Argues the Court should establish a test for “balancing” the government’s interest in regulating the marketplace with a company’s right to defend itself.
» Pacific Legal Foundation et al.
Argues the Central Hudson test for analyzing commercial speech is no longer relevant given the merging of advertising and marketing with other forms of “noncommercial” speech.
» Products Liability Advisory Council
Argues the lower court’s decision “creates a new category of lucrative lawsuits that primarily will benefit plaintiffs’ lawyers,” and which will encourage plaintiffs’ attorneys to use the media to influence the outcome of litigation.
» SRiMedia and CoreRatings
Argues the lower court’s decision would subject European companies to lawsuits if they follow the European Union’s “corporate social responsibility” policies.
» The Thomas Jefferson Center
Argues that treating Nike’s speech as “commercial speech” constitutes viewpoint discrimination under the First Amendment.
» U.S. Chamber of Commerce
Argues the commercial speech doctrine only applies to product or service advertising, and that the lower court’s decision “would result in the immediate and nationwide suppression of speech on important public policy issues.”
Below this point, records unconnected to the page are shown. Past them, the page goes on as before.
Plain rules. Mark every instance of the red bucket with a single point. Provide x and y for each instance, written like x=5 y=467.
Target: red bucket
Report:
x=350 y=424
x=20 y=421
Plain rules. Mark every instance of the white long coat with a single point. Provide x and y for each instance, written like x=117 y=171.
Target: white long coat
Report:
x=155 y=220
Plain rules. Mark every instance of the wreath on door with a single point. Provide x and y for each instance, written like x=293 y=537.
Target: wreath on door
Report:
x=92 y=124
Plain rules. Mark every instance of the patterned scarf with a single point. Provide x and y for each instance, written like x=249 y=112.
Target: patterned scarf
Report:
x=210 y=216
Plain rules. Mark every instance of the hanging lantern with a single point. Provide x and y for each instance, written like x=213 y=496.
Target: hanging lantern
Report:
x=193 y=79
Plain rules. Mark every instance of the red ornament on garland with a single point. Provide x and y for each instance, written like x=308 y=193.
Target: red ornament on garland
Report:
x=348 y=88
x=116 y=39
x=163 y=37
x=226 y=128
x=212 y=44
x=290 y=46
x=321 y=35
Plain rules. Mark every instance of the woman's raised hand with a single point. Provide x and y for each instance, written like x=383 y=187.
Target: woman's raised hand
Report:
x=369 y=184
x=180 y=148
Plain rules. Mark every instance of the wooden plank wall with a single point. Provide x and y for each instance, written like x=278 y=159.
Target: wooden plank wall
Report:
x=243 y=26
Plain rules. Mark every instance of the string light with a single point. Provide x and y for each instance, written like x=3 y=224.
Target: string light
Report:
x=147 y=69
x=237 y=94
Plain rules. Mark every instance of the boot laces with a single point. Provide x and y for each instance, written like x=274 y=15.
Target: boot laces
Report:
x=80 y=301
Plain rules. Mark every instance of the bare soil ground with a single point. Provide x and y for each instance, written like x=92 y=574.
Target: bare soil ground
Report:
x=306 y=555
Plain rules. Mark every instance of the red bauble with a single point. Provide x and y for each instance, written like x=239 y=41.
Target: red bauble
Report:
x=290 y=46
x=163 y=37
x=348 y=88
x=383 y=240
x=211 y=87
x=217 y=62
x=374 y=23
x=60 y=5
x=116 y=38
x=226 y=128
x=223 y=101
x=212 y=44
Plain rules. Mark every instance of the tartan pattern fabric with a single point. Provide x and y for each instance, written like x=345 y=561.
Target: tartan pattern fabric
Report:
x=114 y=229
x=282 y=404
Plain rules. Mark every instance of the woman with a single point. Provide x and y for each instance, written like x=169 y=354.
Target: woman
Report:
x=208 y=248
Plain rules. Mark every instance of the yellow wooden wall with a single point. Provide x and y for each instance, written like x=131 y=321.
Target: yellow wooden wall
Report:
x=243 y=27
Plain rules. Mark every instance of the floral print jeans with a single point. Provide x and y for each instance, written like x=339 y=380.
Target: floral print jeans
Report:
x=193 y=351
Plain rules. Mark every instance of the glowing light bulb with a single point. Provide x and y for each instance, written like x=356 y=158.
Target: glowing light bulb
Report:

» United States of America
The Solicitor General argues the First Amendment does not sanction judicial relief for “allegedly false statements that have concededly caused [Kasky] no harm whatsoever.”
» Washington Legal Foundation et al.
Argues the commercial speech doctrine only applies to product or service advertising, and that the lower court’s decision “would result in the immediate and nationwide suppression of speech on important public policy issues.”

In support of neither party

The First Amendment is intended to foster debate on public issues that is uninhibited on all sides, not debate in which one side is inhibited by state regulation that does not apply to the other side.